Gopher rockfish are one of about 60 different species of rockfishes in the genus Sebastes found on the California coast. Rockfish come in an array of colors and are known for their venomous spines, which can pack a stinging poke for an unwary angler. As generalist predators, gopher rockfish eat a diversity of other animals, from crabs, to worms, to fish. In this study, the gopher rockfish was used to study changes that might happen to the food web inside and outside of marine protected areas (MPAs) in central California. Results showed that gopher rockfish diets didn’t differ much inside and outside of these new MPAs, but fish caught at different locations along the coast ate different things. This is likely due to different habitats at these locations, ranging from Año Nuevo to Point Buchon near Morro Bay, which can result in differences in the invertebrate community. The gopher rockfish’s most important prey included brittle stars (a type of sea star), crabs, mysids, and shrimp (Loury 2011).
A gopher rockfish’s last meal is a bit like a window into the community where it lives, which is otherwise difficult to survey.

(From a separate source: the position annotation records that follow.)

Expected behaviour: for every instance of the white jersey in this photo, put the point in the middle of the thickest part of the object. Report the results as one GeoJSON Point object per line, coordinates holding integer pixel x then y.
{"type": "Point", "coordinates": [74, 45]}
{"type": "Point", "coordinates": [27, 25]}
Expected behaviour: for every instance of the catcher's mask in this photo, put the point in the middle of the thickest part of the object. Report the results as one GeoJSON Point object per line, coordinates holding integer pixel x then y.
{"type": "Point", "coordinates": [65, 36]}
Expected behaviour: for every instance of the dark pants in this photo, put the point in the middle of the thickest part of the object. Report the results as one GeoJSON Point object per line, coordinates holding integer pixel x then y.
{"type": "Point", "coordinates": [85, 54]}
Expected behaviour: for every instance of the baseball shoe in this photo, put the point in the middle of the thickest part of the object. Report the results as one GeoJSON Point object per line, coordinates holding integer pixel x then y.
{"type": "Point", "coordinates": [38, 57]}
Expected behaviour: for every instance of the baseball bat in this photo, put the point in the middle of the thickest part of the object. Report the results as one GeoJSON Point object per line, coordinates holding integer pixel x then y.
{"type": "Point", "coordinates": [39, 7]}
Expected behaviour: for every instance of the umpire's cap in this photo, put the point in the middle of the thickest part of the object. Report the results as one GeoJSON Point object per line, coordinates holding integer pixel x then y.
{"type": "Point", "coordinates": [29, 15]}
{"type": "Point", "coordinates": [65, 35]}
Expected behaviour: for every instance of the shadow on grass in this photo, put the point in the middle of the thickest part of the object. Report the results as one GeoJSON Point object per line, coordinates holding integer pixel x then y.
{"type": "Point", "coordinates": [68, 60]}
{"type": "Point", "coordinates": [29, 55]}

Gopher rockfish often live in rocky holes – similar to a certain small mammal that shares their common name. While SCUBA divers can survey nearshore marine areas to count larger animals, they usually don’t count the many small critters hiding in cracks and crannies. A hungry gopher rockfish can more effectively “sample” these spots. Studying fish diet is a bit like being a detective or an archaeologist, and sometimes you make surprising discoveries (see Opportunistic Meal). The strangest thing found in a gopher rockfish stomach? A handful of strawberry sea anemones. Those might have been an accidental snack – the fish was probably after a brittle star lodged in the anemone clump.